The downside for coffee shows up in the upper digestive tract. Coffee’s natural acids irritate the stomach lining, and caffeine relaxes the muscular valve between your esophagus and stomach. This makes it easier for stomach acid to travel upward, which is why coffee is a common trigger for heartburn and acid reflux. It also stimulates additional gastric acid production, compounding the problem. Drinking large volumes or very hot coffee amplifies these effects. Tea is significantly gentler on the stomach, making it the better option if you’re prone to reflux or have a sensitive digestive system.
Iron Absorption
Both beverages interfere with your body’s ability to absorb iron from plant-based foods and supplements, but the effect can be dramatic. In women with iron deficiency anemia who took iron supplements with coffee in the morning, absorption dropped by 66%. Tea’s tannins have a similar inhibiting effect on non-heme iron (the type found in vegetables, grains, and supplements).
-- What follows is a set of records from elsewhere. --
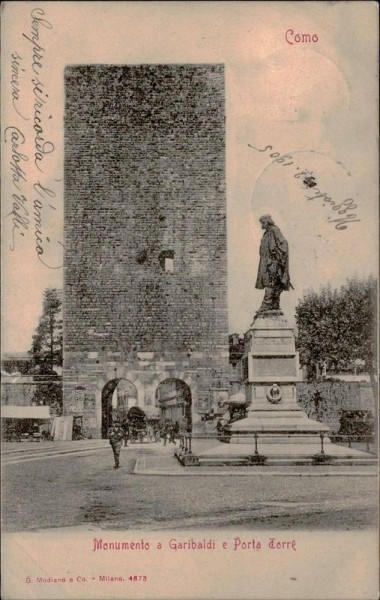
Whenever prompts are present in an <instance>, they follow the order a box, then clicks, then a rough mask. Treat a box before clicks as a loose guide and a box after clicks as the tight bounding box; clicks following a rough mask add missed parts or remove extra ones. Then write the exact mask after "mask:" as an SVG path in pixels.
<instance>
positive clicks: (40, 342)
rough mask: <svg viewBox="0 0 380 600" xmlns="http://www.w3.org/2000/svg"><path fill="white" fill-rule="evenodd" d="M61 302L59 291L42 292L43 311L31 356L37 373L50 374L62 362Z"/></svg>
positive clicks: (36, 331) (35, 335) (50, 288)
mask: <svg viewBox="0 0 380 600" xmlns="http://www.w3.org/2000/svg"><path fill="white" fill-rule="evenodd" d="M62 329H63V326H62V301H61V298H60V294H59V291H58V290H57V289H55V288H48V289H46V290H45V291H44V298H43V309H42V315H41V317H40V320H39V323H38V326H37V328H36V331H35V334H34V335H33V341H32V348H31V350H30V354H31V355H32V360H33V366H34V370H35V372H37V373H40V374H41V375H42V374H51V373H53V372H54V368H55V367H61V366H62V362H63V333H62Z"/></svg>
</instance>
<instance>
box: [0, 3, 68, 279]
mask: <svg viewBox="0 0 380 600" xmlns="http://www.w3.org/2000/svg"><path fill="white" fill-rule="evenodd" d="M52 29H53V25H52V23H51V22H50V20H49V19H48V17H47V15H46V13H45V10H44V8H40V7H36V8H33V9H32V10H31V12H30V21H29V27H28V31H26V30H25V32H23V33H22V36H21V43H22V47H21V48H18V49H15V50H14V51H13V52H12V54H11V60H10V69H11V72H10V97H11V104H10V112H8V113H7V118H10V115H11V114H12V117H11V118H12V121H13V123H12V125H9V126H7V127H5V130H4V142H5V154H6V164H8V165H9V172H8V173H6V177H7V179H8V181H9V183H10V186H11V187H10V190H11V192H10V194H11V195H10V200H9V206H10V212H9V213H8V214H7V216H6V219H9V220H10V222H11V223H12V230H11V237H10V244H9V249H10V250H11V251H12V252H14V251H15V250H16V247H17V244H18V242H21V240H22V239H24V240H26V239H28V238H29V239H31V236H33V240H34V244H33V245H34V249H35V253H36V255H37V258H38V260H39V261H40V262H41V264H43V265H44V266H45V267H47V268H49V269H60V268H62V264H56V263H57V258H56V257H57V256H58V255H60V254H61V251H62V243H61V242H60V241H59V240H58V239H57V240H55V239H53V236H54V234H55V232H54V234H53V235H52V234H49V233H48V231H49V225H50V230H51V223H52V222H54V220H55V219H52V218H51V216H52V212H51V211H56V210H57V202H58V200H59V197H60V194H59V193H58V190H57V183H58V182H59V181H61V180H59V179H56V178H55V177H54V176H52V175H51V174H50V170H51V169H52V164H51V163H50V164H49V159H48V157H49V155H50V156H51V157H52V155H53V153H54V150H55V144H54V142H53V141H52V140H51V139H50V131H51V129H50V127H51V125H50V123H51V121H50V120H51V119H52V118H53V116H52V114H51V111H50V110H49V105H51V104H52V101H51V99H50V97H49V91H48V82H49V78H48V75H47V74H46V73H45V71H46V66H47V65H48V59H49V56H48V51H47V50H48V47H49V39H48V34H49V32H50V31H51V30H52ZM27 85H30V86H31V88H30V91H31V92H32V102H31V103H29V106H28V105H27V104H26V98H27V95H26V94H25V93H24V92H25V91H26V90H25V86H27ZM29 97H30V95H29ZM12 111H13V112H12ZM12 121H11V122H12ZM58 250H59V252H58ZM59 263H61V260H59Z"/></svg>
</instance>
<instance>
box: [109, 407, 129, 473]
mask: <svg viewBox="0 0 380 600" xmlns="http://www.w3.org/2000/svg"><path fill="white" fill-rule="evenodd" d="M124 436H125V431H124V429H123V428H122V426H121V423H120V421H119V419H116V421H114V423H113V425H112V426H111V427H110V428H109V429H108V439H109V441H110V444H111V448H112V452H113V456H114V459H115V466H114V469H118V468H119V459H120V451H121V446H122V444H123V439H124Z"/></svg>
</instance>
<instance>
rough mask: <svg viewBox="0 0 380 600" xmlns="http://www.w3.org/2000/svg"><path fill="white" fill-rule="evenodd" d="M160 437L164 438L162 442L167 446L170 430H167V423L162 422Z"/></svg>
mask: <svg viewBox="0 0 380 600" xmlns="http://www.w3.org/2000/svg"><path fill="white" fill-rule="evenodd" d="M160 437H161V439H162V444H163V445H164V446H166V440H167V437H168V432H167V430H166V425H165V423H162V425H161V430H160Z"/></svg>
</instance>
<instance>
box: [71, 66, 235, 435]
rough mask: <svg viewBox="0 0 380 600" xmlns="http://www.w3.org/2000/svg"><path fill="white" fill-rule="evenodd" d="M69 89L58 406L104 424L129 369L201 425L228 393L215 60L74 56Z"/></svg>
mask: <svg viewBox="0 0 380 600" xmlns="http://www.w3.org/2000/svg"><path fill="white" fill-rule="evenodd" d="M65 91H66V109H65V200H64V203H65V206H64V214H65V242H64V248H65V265H64V274H65V278H64V382H65V383H64V414H66V415H73V416H77V417H82V419H83V427H84V429H85V430H87V431H89V432H91V433H92V435H100V433H101V432H103V435H104V434H105V431H106V428H107V426H108V425H109V423H110V419H111V418H112V415H111V412H112V403H113V405H114V406H115V402H114V400H113V401H112V400H111V398H113V399H114V398H115V393H116V392H117V388H118V384H119V382H120V381H121V380H125V381H126V382H127V384H126V385H127V386H129V387H130V389H131V390H132V392H130V397H131V398H132V397H133V398H134V403H135V404H137V405H138V406H140V407H141V408H142V409H143V410H145V412H146V413H147V414H148V415H149V414H151V415H156V416H157V415H158V414H159V413H160V410H161V414H162V408H163V407H164V406H165V404H170V403H171V405H173V403H174V405H177V404H178V407H179V412H178V415H179V414H180V413H181V410H182V409H181V408H180V407H181V406H182V404H186V403H187V408H186V414H187V415H189V414H191V421H192V427H193V429H194V428H195V429H196V428H197V424H198V423H199V422H200V418H201V414H202V412H205V411H206V410H210V409H211V408H212V406H213V403H214V404H215V403H216V398H218V399H219V401H220V399H221V398H222V397H223V396H226V394H227V379H228V376H227V374H228V323H227V255H226V201H225V113H224V67H223V65H180V64H178V65H138V66H108V65H107V66H105V65H93V66H69V67H67V69H66V73H65ZM164 382H165V383H164ZM173 382H174V383H173ZM175 382H177V383H175ZM178 382H179V383H178ZM161 384H164V387H163V388H162V387H161V388H160V393H159V392H158V388H159V386H161ZM165 386H166V387H165ZM128 389H129V388H128ZM165 389H167V390H171V391H168V392H167V393H166V395H165V393H164V392H163V390H165ZM181 389H182V390H183V389H185V390H186V393H182V395H181V393H180V392H178V393H177V392H176V390H177V391H178V390H181ZM124 396H125V393H124ZM127 401H128V400H127ZM127 401H126V402H127ZM189 404H190V405H191V407H190V409H189ZM171 414H172V413H171ZM173 414H174V413H173ZM175 414H177V413H175ZM183 414H185V408H183Z"/></svg>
If you’re managing low iron levels or rely on plant-based iron sources, drinking either beverage between meals rather than with them makes a significant difference.
Caffeine Limits and Safety
The FDA considers 400 mg of caffeine per day safe for most adults, which translates to roughly two to three 12-ounce cups of coffee. Because tea contains less caffeine per cup, you can drink more of it before approaching that ceiling. Four to five cups of black tea or six to eight cups of green tea would put you in the same range as two to three cups of coffee.
This matters most for people who are sensitive to caffeine’s effects on sleep, anxiety, or blood pressure. If you’re hitting 400 mg through coffee by early afternoon and still want a warm drink later in the day, switching to tea for your later cups gives you the polyphenol benefits without pushing past the recommended limit.
Which One to Choose
If you have high blood pressure or acid reflux, tea is the safer daily choice. If you tolerate caffeine well and want maximum antioxidant intake per cup, coffee has the edge. If you have concerns about cholesterol, use a paper filter for your coffee or lean toward tea. If you find coffee makes you anxious but you want sustained focus, tea’s combination of caffeine and L-theanine delivers a smoother experience.
The strongest evidence, though, points toward drinking both. The 63% reduction in mortality risk seen in people who combined green tea and coffee suggests that variety matters more than picking a winner. Three to four cups total per day, split between the two beverages, keeps you well within safe caffeine limits while exposing your body to the widest range of beneficial compounds.